Relational databases are typically designed conceptually before they are built using Entity/Relationship Diagrams.     Entities have a Primary Key (unique identifier) and one or more Attributes.      Attributes that are common between tables are Relationships.   Here is the ER Diagram for the music database:

Entity Relationship Diagram
The ER Diagram shows entities in blue,  attributes below with  keys or diamond icons, and relationships as linking lines with a delta where there can be more than one foreign key  for a given relationship.   This diagram can be loosely translated into English - a recording artist may release one or more albums which can each contain one or more more tracks.      A track may be played many times but only once per timestamp.

SQL Joins

The join function is used in SQL SELECT statements to coordinate the results (often referred to as a recordset in MySQL Workbench and Dreamweaver) into a tangible view of the information.    If we ask the database for information from two tables in the database without joining them, we get the superset of the table info (all possible combinations).   Try executing this statement in MySQL Workbench Scratchpad:

select album_name, artist_name from album,artist;

That will return obviously meaningless information.

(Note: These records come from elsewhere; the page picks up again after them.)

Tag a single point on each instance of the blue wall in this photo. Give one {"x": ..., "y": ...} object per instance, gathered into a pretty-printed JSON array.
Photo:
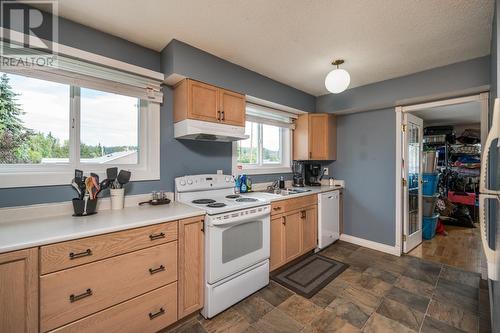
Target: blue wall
[
  {"x": 366, "y": 141},
  {"x": 442, "y": 80},
  {"x": 183, "y": 59},
  {"x": 366, "y": 161}
]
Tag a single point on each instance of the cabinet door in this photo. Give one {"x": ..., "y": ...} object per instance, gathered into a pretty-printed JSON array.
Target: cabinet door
[
  {"x": 318, "y": 137},
  {"x": 191, "y": 265},
  {"x": 293, "y": 237},
  {"x": 19, "y": 291},
  {"x": 277, "y": 243},
  {"x": 203, "y": 102},
  {"x": 232, "y": 107},
  {"x": 309, "y": 228}
]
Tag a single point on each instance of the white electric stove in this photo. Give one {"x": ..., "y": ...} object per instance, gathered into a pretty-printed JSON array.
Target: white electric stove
[{"x": 237, "y": 239}]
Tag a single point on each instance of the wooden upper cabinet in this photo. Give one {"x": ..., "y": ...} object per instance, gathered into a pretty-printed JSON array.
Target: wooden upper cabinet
[
  {"x": 200, "y": 101},
  {"x": 315, "y": 137},
  {"x": 191, "y": 266},
  {"x": 19, "y": 291},
  {"x": 232, "y": 107}
]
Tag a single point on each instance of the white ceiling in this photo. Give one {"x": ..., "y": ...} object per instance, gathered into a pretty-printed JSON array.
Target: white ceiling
[
  {"x": 294, "y": 41},
  {"x": 458, "y": 114}
]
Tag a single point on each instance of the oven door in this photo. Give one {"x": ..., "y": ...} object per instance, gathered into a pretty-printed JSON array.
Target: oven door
[{"x": 236, "y": 241}]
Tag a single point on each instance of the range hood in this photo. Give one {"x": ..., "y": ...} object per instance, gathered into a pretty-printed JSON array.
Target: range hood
[{"x": 190, "y": 129}]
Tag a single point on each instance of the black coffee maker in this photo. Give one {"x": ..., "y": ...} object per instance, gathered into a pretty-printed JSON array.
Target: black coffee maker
[{"x": 313, "y": 174}]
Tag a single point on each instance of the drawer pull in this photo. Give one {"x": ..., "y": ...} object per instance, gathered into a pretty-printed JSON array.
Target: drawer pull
[
  {"x": 74, "y": 298},
  {"x": 154, "y": 315},
  {"x": 156, "y": 270},
  {"x": 85, "y": 253},
  {"x": 156, "y": 236}
]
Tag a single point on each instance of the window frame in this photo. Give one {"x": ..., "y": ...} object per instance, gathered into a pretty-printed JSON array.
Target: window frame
[
  {"x": 266, "y": 168},
  {"x": 148, "y": 167}
]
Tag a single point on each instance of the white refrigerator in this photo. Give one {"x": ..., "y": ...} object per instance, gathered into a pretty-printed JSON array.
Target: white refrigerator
[{"x": 487, "y": 195}]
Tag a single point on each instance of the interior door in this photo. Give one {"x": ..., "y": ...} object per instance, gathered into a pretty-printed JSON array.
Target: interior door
[{"x": 412, "y": 181}]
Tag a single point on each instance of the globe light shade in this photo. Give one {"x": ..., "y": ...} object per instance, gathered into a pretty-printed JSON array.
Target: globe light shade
[{"x": 337, "y": 80}]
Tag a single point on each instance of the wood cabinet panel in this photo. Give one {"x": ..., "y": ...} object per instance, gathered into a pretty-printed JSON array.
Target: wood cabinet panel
[
  {"x": 19, "y": 291},
  {"x": 59, "y": 256},
  {"x": 309, "y": 228},
  {"x": 318, "y": 137},
  {"x": 191, "y": 265},
  {"x": 293, "y": 237},
  {"x": 73, "y": 293},
  {"x": 203, "y": 101},
  {"x": 232, "y": 107},
  {"x": 277, "y": 257},
  {"x": 148, "y": 313}
]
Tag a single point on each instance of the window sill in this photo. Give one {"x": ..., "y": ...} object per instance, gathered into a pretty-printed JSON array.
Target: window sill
[{"x": 262, "y": 170}]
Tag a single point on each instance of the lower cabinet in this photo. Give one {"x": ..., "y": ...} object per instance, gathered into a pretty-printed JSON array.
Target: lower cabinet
[
  {"x": 293, "y": 233},
  {"x": 19, "y": 291},
  {"x": 191, "y": 266}
]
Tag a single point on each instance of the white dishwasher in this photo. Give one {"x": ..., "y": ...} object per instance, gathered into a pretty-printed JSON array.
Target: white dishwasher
[{"x": 328, "y": 218}]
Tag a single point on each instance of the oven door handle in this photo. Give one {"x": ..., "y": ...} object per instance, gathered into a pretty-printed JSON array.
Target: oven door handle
[{"x": 231, "y": 224}]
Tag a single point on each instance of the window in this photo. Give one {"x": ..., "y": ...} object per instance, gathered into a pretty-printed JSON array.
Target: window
[
  {"x": 268, "y": 147},
  {"x": 47, "y": 129}
]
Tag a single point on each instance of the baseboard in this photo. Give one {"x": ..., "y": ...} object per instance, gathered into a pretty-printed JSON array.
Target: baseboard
[{"x": 371, "y": 244}]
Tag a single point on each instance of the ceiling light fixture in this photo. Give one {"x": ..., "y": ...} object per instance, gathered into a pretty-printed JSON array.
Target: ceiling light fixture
[{"x": 337, "y": 80}]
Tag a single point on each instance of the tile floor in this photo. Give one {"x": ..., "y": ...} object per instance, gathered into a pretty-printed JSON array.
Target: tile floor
[
  {"x": 461, "y": 248},
  {"x": 377, "y": 293}
]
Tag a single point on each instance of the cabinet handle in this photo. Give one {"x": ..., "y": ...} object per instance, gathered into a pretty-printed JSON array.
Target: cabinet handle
[
  {"x": 74, "y": 298},
  {"x": 86, "y": 253},
  {"x": 156, "y": 270},
  {"x": 156, "y": 236},
  {"x": 156, "y": 314}
]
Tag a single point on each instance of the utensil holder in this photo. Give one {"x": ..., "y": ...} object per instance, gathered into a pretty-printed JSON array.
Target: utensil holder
[
  {"x": 117, "y": 196},
  {"x": 80, "y": 209}
]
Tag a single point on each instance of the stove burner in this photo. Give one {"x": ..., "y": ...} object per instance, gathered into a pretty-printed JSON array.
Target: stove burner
[
  {"x": 216, "y": 205},
  {"x": 246, "y": 200},
  {"x": 203, "y": 201}
]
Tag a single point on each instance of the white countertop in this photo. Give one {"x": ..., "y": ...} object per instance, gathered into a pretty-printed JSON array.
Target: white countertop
[
  {"x": 277, "y": 197},
  {"x": 24, "y": 234}
]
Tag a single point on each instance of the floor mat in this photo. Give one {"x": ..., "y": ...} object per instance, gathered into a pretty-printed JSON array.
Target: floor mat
[{"x": 310, "y": 275}]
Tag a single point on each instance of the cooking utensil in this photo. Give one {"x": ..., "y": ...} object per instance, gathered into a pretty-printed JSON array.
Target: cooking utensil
[
  {"x": 111, "y": 173},
  {"x": 123, "y": 177}
]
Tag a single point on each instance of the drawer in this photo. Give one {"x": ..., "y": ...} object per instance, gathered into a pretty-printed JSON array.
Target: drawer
[
  {"x": 290, "y": 204},
  {"x": 81, "y": 251},
  {"x": 148, "y": 313},
  {"x": 73, "y": 293},
  {"x": 278, "y": 207}
]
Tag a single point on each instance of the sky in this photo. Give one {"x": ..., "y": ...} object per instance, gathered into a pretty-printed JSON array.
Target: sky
[{"x": 106, "y": 118}]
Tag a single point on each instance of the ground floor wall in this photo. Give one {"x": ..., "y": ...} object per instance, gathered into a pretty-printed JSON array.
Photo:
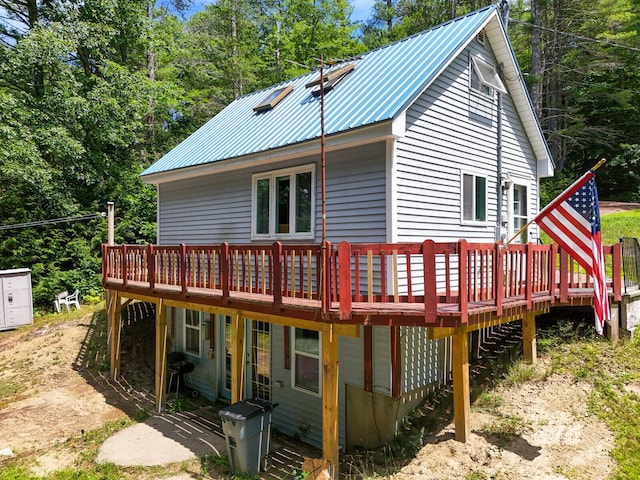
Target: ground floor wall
[{"x": 366, "y": 418}]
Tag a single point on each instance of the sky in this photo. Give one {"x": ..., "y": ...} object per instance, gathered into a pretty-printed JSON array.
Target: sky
[{"x": 361, "y": 8}]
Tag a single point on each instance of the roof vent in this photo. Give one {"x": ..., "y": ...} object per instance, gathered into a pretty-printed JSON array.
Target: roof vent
[
  {"x": 480, "y": 37},
  {"x": 331, "y": 79},
  {"x": 273, "y": 98}
]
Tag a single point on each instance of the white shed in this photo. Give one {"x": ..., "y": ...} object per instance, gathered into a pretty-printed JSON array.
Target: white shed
[{"x": 16, "y": 307}]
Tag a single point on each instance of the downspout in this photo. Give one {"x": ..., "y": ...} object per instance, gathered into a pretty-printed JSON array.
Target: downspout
[
  {"x": 499, "y": 234},
  {"x": 504, "y": 16}
]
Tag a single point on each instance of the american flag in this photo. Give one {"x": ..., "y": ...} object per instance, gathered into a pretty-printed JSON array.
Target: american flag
[{"x": 573, "y": 221}]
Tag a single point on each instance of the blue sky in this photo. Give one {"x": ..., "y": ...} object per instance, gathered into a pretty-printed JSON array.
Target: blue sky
[{"x": 361, "y": 8}]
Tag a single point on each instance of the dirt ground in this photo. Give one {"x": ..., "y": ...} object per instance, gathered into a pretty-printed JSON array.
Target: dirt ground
[{"x": 555, "y": 437}]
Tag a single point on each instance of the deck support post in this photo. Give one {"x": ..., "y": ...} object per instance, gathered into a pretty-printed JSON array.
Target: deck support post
[
  {"x": 461, "y": 390},
  {"x": 237, "y": 357},
  {"x": 115, "y": 322},
  {"x": 161, "y": 355},
  {"x": 330, "y": 442},
  {"x": 529, "y": 338}
]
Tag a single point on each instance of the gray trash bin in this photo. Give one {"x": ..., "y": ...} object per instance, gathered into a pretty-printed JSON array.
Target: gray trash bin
[{"x": 247, "y": 432}]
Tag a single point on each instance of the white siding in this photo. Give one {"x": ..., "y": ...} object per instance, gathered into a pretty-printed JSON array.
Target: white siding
[
  {"x": 217, "y": 208},
  {"x": 443, "y": 138}
]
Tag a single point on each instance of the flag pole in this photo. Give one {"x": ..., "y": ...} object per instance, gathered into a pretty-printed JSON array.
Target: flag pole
[{"x": 593, "y": 169}]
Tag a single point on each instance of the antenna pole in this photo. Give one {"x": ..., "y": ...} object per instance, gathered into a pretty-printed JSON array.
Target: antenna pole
[{"x": 325, "y": 263}]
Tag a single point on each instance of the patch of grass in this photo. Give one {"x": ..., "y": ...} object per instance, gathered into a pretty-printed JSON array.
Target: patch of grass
[
  {"x": 476, "y": 476},
  {"x": 620, "y": 224},
  {"x": 610, "y": 369},
  {"x": 507, "y": 427},
  {"x": 519, "y": 373},
  {"x": 489, "y": 401}
]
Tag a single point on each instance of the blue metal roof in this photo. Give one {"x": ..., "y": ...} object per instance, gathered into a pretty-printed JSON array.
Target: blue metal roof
[{"x": 382, "y": 85}]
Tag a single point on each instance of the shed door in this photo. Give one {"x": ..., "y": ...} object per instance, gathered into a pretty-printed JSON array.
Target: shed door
[
  {"x": 17, "y": 301},
  {"x": 3, "y": 324}
]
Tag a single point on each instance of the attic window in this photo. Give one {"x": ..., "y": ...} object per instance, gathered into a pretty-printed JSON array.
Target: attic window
[
  {"x": 273, "y": 98},
  {"x": 331, "y": 79},
  {"x": 485, "y": 78}
]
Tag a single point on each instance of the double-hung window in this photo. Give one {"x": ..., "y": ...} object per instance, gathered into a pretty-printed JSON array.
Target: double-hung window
[
  {"x": 474, "y": 198},
  {"x": 283, "y": 203},
  {"x": 192, "y": 332},
  {"x": 306, "y": 360}
]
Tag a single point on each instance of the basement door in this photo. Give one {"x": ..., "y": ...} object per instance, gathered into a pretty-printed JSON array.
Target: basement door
[{"x": 257, "y": 365}]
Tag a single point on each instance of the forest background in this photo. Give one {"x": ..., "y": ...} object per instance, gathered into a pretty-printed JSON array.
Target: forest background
[{"x": 94, "y": 91}]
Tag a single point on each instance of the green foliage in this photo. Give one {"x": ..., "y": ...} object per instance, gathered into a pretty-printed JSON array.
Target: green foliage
[{"x": 507, "y": 427}]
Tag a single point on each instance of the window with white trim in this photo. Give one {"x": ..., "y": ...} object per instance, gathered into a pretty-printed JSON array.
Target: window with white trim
[
  {"x": 520, "y": 216},
  {"x": 192, "y": 332},
  {"x": 485, "y": 78},
  {"x": 305, "y": 371},
  {"x": 284, "y": 203},
  {"x": 474, "y": 198}
]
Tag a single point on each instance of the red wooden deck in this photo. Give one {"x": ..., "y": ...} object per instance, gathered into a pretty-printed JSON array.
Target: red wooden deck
[{"x": 418, "y": 284}]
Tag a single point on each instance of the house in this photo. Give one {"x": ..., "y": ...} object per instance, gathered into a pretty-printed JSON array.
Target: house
[{"x": 432, "y": 137}]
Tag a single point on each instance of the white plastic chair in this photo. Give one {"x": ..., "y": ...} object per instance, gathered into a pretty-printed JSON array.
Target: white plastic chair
[{"x": 63, "y": 298}]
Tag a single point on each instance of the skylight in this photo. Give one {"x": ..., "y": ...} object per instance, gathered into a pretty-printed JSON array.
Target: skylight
[
  {"x": 488, "y": 75},
  {"x": 272, "y": 99},
  {"x": 331, "y": 79}
]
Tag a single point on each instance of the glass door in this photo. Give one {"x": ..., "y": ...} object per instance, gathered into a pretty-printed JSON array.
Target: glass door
[
  {"x": 225, "y": 359},
  {"x": 259, "y": 361}
]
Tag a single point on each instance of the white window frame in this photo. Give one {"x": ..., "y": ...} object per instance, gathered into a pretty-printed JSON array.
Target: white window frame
[
  {"x": 487, "y": 75},
  {"x": 196, "y": 314},
  {"x": 511, "y": 211},
  {"x": 294, "y": 363},
  {"x": 272, "y": 176},
  {"x": 473, "y": 221}
]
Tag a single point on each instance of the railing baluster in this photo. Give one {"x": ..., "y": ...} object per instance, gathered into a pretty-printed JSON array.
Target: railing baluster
[{"x": 344, "y": 266}]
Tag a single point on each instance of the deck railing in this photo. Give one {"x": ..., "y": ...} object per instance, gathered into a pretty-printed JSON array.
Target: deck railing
[
  {"x": 630, "y": 262},
  {"x": 454, "y": 274}
]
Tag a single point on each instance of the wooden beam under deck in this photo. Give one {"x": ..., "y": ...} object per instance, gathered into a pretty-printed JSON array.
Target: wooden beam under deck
[
  {"x": 161, "y": 356},
  {"x": 115, "y": 322},
  {"x": 330, "y": 377}
]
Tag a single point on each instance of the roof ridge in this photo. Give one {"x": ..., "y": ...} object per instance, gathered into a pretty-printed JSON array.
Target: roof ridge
[
  {"x": 361, "y": 56},
  {"x": 431, "y": 29}
]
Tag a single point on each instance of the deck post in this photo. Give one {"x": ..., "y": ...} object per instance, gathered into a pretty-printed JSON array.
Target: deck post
[
  {"x": 529, "y": 338},
  {"x": 115, "y": 320},
  {"x": 276, "y": 253},
  {"x": 330, "y": 442},
  {"x": 463, "y": 260},
  {"x": 237, "y": 357},
  {"x": 161, "y": 355},
  {"x": 461, "y": 390}
]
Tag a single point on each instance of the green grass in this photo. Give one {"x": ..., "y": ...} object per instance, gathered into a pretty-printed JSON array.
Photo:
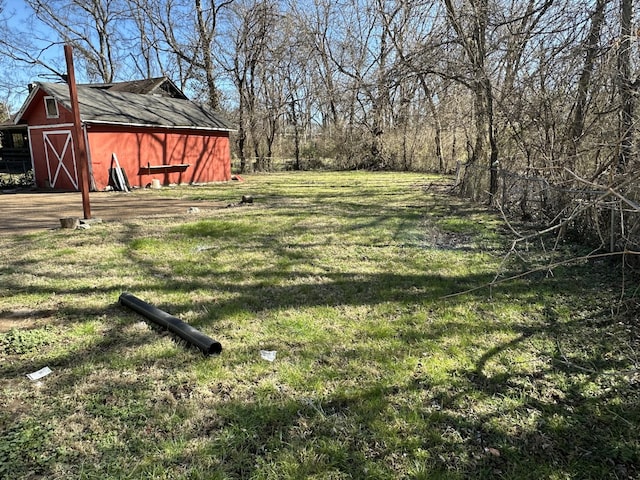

We are actually looking for the intersection of the table info, each album with it’s one coinciding recording artist.   We need to express our SQL statement with an inner join – like this:

select album_name, artist_name from album inner Join artist on album.artist_id = artist.artist_id;

This statement returns the ‘correct’ meaningful resultset – it is now much easier to determine the author’s musical tastes.  By joining artist_id’s from both tables we create a virtual new record of only the intersecting records – and that becomes our result set.

Query Resultset

Don’t Be Intimidated

My goal is to teach you the TECHNIQUES you need to use MySQL for basic applications.   Inner joins a bit tricky to grasp conceptually, but at this point just keep in mind that they will be necessary when you need to collect data where the columns are in more than one data table.     These 2 questions from the Learning MySQL text are another good illustration of the concept.

Download this music.sql file.

1. Use one or more SELECT statements to find out how many tracks are on New Order’s
Brotherhood album.
2. Using a join, list the albums that we own by the band New Order.